In the final round Bobby had to face Walter Shipman, the man who’d first welcomed him at the Manhattan Chess Club. Shipman had a reputation as a fearsome and stubborn player. The game didn’t evolve to Bobby’s liking, so he offered Shipman a draw on the eighteenth move. It was quickly accepted. Bobby had a score of 10–2 and hadn’t lost a game. Arthur Bisguier, the highest rated player in the tournament, also finished with a score of 10–2. Who then was to be the United States Open Champion?

Bobby, Bisguier, and about twenty other players and spectators stood around the tournament director’s desk as he applied the tie-breaking system to determine the winner. The ideal way to break a tie is to have a play-off between the two players. However, in American tournaments, where hotel ballrooms are rented and contracted for a specified period and players have made arrangements for flights home, it’s necessary to apply a tie-breaking system to determine the winner. There are many such systems used in tournaments, and they’re as complicated as abstract mathematical theorems. Few are applied without controversy.

While they were waiting for the results, Bisguier asked Bobby why he’d offered the draw to Shipman when he had a slight advantage and the outcome wasn’t certain. If Bobby had won that game, he would have been the tournament’s clear winner, a half point ahead of Bisguier. Bobby replied that he had more to gain than lose by the decision. He’d assumed that Bisguier would either win or draw his own game, and if so, Bobby would have at least a tie for first place. That meant a payday of $750 for each player, a virtual gold mine for Fischer. Recognizing Bobby’s greater need for money than the capture of a title, however prestigious, Bisguier noted: “Evidently, his mature judgment is not solely confined to the chessboard.”

The tournament director continued to make calculations, finally looking up and declaring that Bisguier had won. Bobby, crestfallen, recalled: “I went to the phone booth and called my mother to tell her the bad news. In the booth next to me was Bisguier, phoning his good news to his family.” After that, both players returned to the tournament hall to watch the conclusions of the other games.

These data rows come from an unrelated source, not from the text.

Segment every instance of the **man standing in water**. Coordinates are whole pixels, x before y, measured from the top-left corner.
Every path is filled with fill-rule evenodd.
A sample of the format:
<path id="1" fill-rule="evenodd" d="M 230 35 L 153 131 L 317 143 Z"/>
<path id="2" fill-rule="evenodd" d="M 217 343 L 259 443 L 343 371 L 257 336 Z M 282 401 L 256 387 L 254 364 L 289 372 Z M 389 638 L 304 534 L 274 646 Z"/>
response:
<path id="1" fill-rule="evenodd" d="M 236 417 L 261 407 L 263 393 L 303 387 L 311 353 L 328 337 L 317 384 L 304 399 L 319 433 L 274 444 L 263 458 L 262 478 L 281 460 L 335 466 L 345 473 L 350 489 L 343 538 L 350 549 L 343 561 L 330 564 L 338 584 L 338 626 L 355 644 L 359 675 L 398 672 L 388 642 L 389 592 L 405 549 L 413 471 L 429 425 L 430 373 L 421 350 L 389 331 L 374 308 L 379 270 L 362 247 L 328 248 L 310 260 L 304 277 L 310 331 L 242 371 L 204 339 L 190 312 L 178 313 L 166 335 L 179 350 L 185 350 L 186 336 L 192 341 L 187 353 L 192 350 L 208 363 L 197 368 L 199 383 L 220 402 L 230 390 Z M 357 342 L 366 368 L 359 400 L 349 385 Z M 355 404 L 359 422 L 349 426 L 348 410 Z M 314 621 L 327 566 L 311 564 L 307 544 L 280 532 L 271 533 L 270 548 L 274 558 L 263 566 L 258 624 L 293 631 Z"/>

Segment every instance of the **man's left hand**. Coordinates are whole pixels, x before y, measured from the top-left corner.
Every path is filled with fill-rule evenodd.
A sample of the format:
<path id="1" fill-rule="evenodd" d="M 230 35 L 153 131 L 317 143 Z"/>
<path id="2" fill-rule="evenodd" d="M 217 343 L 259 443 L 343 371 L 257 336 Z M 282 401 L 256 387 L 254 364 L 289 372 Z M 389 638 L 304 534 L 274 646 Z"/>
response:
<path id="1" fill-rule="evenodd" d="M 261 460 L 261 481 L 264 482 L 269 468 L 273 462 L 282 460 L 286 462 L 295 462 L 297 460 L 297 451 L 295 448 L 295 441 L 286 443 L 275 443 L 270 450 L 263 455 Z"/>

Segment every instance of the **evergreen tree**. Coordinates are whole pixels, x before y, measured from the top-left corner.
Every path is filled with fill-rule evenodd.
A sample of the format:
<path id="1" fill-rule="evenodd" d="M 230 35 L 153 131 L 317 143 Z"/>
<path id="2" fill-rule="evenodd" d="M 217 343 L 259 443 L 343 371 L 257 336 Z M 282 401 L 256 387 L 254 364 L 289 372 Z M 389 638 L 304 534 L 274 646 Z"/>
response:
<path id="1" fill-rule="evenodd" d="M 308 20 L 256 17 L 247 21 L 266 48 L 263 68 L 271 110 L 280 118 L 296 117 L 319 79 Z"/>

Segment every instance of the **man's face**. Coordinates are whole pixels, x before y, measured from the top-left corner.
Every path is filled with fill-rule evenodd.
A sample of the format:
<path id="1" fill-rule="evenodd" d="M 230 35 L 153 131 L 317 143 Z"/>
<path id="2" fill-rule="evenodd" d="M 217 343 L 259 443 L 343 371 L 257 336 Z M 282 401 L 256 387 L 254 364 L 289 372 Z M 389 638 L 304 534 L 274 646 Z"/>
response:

After two hours had passed during which people congratulated Bisguier as the champion, the tournament director announced that he’d made a mistake in the calculations. Under the Median System of tie-breaking, which was to be used in all tournaments conducted by the United States Chess Federation, all of the scores of all of the opponents of the players who are tied are totaled, the top two and the lower two are deleted, and whoever played the highest rated (and therefore more difficult) opponents would be declared the winner. Under this system, Fischer emerged a half point higher than Bisguier. But wait a minute, argued Bisguier: Fischer’s first game was won by a forfeit; his opponent didn’t show up, so he didn’t even play the game! If that game was discounted, he claimed, then he would be the winner. The counterargument was that the forfeited player in the first round was of such a low rating that it would have been almost statistically impossible for Bobby to have lost the game, and the result would have been discounted anyway. Back to the telephone booths.

This time, Bobby told Regina the good news, admitting that even though he was splitting the prize money with Bisguier, “it was the title that really mattered.” One wonders, then, why he didn’t fight for the win against Shipman and win the title outright.

No one as young as Bobby had won the United States Open before, and no one had ever held the United States Junior and Open titles concurrently.

When Bobby returned to New York, both the Marshall and Manhattan chess clubs conducted victory celebrations, and he was lauded as America’s new chess hero. Even Bisguier, not prolonging any resentment, proclaimed Bobby Fischer as the strongest fourteen-year-old chess player who had ever lived.